Step 3: benchmarking MMAU / LongAudioBench
from datasets import load_dataset
mmau = load_dataset("MMAU/MMAU-Pro")
correct = 0
for item in mmau["test"]:
answer = call_model(item["audio"], item["question"], item["choices"])
if answer == item["correct_choice"]:
correct += 1
print(f"Accuracy: {correct / len(mmau['test']):.3f}")
Report per-category (speech / sound / music / multi-audio) separately. Aggregate numbers hide where the model fails.
Use It
| Task | 2026 pick |
|---|---|
| Free-form audio QA (open) | Qwen2.5-Omni-7B |
| Best open on long audio | Audio Flamingo Next |
| Best closed | Gemini 2.5 Pro |
| Voice-in / voice-out agent | Qwen2.5-Omni or GPT-4o Audio |
| Music reasoning | Audio Flamingo 3 or 2 (music-specialized AF-CLAP) |
| Call-center audit | Gemini 2.5 Pro via API, with RAG over your policy docs |
Pitfalls
- Over-trust on multi-audio.

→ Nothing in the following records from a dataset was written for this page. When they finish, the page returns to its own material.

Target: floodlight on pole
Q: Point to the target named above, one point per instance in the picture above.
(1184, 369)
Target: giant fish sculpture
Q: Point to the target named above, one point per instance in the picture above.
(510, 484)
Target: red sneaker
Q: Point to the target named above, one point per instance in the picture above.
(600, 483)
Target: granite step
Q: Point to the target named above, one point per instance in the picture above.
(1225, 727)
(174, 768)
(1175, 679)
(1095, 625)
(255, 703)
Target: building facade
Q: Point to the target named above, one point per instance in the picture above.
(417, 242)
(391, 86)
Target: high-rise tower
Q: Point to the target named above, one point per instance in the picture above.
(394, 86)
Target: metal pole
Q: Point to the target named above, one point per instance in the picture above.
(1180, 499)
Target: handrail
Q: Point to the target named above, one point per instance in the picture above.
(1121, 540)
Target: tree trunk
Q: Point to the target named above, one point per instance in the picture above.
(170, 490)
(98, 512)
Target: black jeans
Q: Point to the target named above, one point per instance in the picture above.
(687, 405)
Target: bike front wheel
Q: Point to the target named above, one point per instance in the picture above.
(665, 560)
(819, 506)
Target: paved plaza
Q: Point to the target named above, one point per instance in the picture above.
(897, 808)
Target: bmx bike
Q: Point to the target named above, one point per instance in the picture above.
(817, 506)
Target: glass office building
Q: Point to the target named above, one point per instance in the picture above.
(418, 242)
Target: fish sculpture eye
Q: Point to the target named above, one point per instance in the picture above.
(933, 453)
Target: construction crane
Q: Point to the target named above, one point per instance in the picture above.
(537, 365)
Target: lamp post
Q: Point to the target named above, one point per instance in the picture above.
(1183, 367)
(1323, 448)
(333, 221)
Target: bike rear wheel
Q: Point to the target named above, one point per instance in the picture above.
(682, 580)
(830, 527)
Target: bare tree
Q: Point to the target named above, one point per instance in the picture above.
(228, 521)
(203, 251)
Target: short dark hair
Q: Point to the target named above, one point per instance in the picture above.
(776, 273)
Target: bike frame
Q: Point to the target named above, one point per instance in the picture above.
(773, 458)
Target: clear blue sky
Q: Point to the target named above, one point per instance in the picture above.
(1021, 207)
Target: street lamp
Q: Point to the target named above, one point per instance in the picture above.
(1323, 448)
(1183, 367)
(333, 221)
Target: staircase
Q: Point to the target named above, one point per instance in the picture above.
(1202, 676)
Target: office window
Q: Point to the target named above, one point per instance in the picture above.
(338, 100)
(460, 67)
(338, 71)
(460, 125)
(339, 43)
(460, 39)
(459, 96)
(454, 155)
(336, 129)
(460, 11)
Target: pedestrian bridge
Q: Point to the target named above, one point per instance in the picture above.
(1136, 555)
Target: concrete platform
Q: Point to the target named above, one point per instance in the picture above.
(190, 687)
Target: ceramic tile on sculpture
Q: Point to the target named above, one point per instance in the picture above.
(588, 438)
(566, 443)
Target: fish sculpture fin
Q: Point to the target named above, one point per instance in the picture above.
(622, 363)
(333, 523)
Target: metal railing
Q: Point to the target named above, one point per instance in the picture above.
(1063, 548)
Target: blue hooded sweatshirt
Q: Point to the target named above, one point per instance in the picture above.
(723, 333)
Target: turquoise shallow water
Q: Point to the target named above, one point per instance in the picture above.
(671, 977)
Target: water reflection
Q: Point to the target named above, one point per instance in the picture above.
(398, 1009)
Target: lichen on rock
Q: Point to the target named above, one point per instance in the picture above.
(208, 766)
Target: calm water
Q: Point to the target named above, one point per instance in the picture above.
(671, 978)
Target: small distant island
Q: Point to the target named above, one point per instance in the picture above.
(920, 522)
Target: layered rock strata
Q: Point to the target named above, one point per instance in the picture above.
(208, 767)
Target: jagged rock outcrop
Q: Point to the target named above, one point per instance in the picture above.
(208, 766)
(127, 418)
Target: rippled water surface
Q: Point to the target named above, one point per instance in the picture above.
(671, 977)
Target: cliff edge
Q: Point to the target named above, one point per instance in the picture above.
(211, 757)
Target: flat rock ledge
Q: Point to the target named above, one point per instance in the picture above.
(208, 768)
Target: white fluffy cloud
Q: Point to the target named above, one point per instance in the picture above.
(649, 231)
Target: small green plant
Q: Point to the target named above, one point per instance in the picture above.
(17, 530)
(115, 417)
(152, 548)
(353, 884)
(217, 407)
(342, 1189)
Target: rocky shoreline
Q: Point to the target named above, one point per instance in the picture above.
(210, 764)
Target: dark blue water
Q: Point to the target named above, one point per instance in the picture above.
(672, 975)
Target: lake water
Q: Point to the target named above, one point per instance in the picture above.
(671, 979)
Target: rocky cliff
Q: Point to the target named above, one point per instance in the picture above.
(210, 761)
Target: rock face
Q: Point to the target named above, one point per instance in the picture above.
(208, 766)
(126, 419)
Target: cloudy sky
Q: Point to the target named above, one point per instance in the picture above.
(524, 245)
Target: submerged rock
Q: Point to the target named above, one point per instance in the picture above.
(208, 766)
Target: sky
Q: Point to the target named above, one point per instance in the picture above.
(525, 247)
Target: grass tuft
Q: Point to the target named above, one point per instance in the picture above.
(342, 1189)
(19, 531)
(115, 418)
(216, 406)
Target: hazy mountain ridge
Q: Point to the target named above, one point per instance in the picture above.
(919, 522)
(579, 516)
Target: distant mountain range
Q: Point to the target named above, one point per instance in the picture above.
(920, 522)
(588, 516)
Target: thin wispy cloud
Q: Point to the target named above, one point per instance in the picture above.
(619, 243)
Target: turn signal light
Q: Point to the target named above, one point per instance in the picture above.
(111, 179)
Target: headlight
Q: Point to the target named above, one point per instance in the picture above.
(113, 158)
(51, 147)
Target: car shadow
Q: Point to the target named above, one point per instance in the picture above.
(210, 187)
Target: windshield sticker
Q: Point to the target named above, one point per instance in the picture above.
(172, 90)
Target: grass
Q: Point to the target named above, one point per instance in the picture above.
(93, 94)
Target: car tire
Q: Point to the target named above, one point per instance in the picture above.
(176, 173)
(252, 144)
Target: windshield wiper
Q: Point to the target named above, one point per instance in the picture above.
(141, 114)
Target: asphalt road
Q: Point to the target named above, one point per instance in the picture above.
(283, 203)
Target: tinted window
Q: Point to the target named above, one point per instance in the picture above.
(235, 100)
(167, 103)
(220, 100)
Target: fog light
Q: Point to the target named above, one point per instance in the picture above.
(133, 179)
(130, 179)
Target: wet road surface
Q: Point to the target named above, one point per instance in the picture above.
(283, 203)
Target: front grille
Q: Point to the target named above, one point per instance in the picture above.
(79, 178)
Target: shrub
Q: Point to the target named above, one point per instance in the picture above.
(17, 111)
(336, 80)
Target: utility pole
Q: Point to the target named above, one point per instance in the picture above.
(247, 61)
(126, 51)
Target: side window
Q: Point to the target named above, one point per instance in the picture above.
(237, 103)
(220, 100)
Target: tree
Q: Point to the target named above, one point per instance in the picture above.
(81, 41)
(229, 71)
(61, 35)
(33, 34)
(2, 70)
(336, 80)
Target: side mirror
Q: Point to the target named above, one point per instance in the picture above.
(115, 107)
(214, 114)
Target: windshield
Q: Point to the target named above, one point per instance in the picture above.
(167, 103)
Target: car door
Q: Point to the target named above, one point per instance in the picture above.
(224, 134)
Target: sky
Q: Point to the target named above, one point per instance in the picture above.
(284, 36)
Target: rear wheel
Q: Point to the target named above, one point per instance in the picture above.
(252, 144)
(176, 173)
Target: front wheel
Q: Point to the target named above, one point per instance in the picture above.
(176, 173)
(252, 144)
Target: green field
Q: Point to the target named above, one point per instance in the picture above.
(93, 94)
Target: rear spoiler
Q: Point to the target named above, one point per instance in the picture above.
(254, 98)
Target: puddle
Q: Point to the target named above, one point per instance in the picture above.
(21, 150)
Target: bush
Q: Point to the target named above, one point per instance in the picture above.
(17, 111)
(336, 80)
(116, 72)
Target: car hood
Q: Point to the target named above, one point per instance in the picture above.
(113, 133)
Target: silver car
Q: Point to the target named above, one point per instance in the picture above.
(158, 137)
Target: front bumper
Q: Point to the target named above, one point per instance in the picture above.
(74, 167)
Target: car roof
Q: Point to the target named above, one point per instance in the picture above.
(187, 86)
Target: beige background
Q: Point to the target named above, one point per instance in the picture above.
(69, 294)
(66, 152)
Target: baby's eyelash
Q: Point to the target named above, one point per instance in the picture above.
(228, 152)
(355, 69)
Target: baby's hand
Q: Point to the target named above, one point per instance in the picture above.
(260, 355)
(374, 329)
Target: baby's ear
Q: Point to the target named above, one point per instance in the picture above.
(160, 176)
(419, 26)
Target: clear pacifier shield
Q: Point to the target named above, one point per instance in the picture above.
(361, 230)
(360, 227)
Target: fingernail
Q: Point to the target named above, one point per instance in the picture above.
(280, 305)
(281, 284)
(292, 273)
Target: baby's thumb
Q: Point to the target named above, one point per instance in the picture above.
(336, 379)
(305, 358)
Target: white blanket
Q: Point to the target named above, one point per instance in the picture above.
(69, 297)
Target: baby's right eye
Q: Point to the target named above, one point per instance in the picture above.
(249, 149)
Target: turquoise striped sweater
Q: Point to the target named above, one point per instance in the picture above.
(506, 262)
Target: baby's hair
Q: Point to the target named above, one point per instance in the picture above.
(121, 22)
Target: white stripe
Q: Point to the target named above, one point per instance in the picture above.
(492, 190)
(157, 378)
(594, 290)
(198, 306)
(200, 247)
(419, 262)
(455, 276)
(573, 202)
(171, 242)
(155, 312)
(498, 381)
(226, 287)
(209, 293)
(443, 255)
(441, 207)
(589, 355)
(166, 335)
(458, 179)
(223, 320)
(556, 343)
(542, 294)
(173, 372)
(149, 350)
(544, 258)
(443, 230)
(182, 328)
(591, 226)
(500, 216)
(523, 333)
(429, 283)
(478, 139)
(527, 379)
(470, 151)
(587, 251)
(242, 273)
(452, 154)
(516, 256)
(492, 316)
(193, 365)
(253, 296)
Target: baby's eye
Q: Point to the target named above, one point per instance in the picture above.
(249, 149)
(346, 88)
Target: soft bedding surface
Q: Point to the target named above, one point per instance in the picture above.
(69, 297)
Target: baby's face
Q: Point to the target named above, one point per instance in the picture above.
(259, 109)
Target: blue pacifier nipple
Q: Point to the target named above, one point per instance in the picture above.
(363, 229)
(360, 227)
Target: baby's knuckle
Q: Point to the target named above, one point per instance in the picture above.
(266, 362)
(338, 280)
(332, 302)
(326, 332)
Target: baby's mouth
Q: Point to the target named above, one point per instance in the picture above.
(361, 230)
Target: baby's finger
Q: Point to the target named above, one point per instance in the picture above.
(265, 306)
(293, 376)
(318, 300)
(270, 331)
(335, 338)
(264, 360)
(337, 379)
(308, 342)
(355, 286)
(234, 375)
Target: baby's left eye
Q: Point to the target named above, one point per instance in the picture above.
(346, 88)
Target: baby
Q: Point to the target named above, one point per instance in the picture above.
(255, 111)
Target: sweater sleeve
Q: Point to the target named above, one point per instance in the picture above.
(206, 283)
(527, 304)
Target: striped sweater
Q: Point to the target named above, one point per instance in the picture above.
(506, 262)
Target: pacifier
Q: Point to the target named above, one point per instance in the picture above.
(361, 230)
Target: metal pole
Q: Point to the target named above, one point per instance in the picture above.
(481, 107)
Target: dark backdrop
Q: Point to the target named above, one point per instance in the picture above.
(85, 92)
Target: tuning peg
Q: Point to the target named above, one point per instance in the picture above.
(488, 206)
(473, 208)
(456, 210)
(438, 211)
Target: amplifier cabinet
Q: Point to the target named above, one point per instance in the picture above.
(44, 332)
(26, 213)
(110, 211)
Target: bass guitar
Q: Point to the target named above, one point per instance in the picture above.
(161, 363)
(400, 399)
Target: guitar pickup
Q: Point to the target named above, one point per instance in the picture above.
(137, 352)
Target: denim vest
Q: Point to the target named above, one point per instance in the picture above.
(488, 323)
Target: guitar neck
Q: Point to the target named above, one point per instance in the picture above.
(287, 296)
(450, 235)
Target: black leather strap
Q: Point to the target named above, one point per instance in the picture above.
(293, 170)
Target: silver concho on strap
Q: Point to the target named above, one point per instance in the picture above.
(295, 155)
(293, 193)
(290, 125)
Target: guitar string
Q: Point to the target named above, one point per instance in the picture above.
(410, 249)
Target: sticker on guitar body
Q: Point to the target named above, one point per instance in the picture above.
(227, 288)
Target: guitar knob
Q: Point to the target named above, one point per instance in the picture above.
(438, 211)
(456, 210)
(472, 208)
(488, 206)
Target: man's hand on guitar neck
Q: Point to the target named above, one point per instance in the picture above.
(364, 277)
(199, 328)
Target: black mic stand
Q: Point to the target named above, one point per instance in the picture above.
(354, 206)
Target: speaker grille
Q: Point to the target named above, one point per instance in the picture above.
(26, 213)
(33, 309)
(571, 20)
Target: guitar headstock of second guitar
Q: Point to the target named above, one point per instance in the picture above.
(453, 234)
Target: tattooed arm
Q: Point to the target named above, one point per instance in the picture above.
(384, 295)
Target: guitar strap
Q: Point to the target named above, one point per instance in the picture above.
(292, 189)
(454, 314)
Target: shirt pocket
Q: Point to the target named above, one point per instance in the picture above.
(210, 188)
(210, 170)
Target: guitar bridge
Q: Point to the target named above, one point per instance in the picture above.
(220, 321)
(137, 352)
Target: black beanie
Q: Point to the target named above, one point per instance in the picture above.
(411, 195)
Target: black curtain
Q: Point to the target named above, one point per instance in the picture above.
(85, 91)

If your task needs "which clip has X," random-chance-level performance is real.
- Long-audio degradation. Past 10 minutes, most models' speaker attribution breaks. Diarize first (Lesson 6), then summarize.
- Hallucinations on silence. Same Whisper-style issue inherited by LALMs that use Whisper encoder. VAD-gate.
- Benchmark cherry-picking. Vendor blog posts highlight best-case categories. Run MMAU-Pro multi-audio subset yourself.
Ship It
Save as outputs/skill-alm-picker.md. Pick LALM + benchmark subset + output-modality (text vs speech) for a given audio-understanding task.
Exercises
- Easy. Run
code/main.pyto see a toy projector pattern + fake LALM routing of (audio-embedding, text-tokens) → output tokens. - Medium. Score Qwen2.5-Omni-7B on 100 MMAU-Pro speech items. Compare to the paper's reported number.
- Hard. Build a minimal audio-captioning baseline: BEATs encoder + 2-layer projector + frozen Llama-3.2-1B. Fine-tune only the projector on AudioCaps. Compare to SALMONN on Clotho-AQA.
Key Terms
| Term | What people say | What it actually means |
|---|---|---|
| LALM | Audio ChatGPT | Audio encoder + projector + LLM decoder. |
| Projector | Adapter | Small MLP mapping audio features into LLM embedding space. |
| MMAU | The benchmark | 10k audio-QA pairs across speech, sound, music. |
| MMAU-Pro | Harder MMAU | 1800 multi-audio / reasoning-heavy questions. |
| LongAudioBench | Long-form eval | Multi-minute clips with semantic queries. |
| Voice-in / voice-out | Speech-native | Model ingests speech and emits speech without text detour. |
Further Reading
- Chu et al. (2024). Qwen2-Audio — reference architecture.
- Alibaba (2025). Qwen2.5-Omni — speech-in-speech-out.
- NVIDIA (2025). Audio Flamingo 3 — the open long-audio leader.
- NVIDIA (2026). Audio Flamingo Next — LongAudioBench SOTA.
- Tang et al. (2023). SALMONN — dual-encoder pioneer.
- MMAU-Pro leaderboard — live 2026 rankings.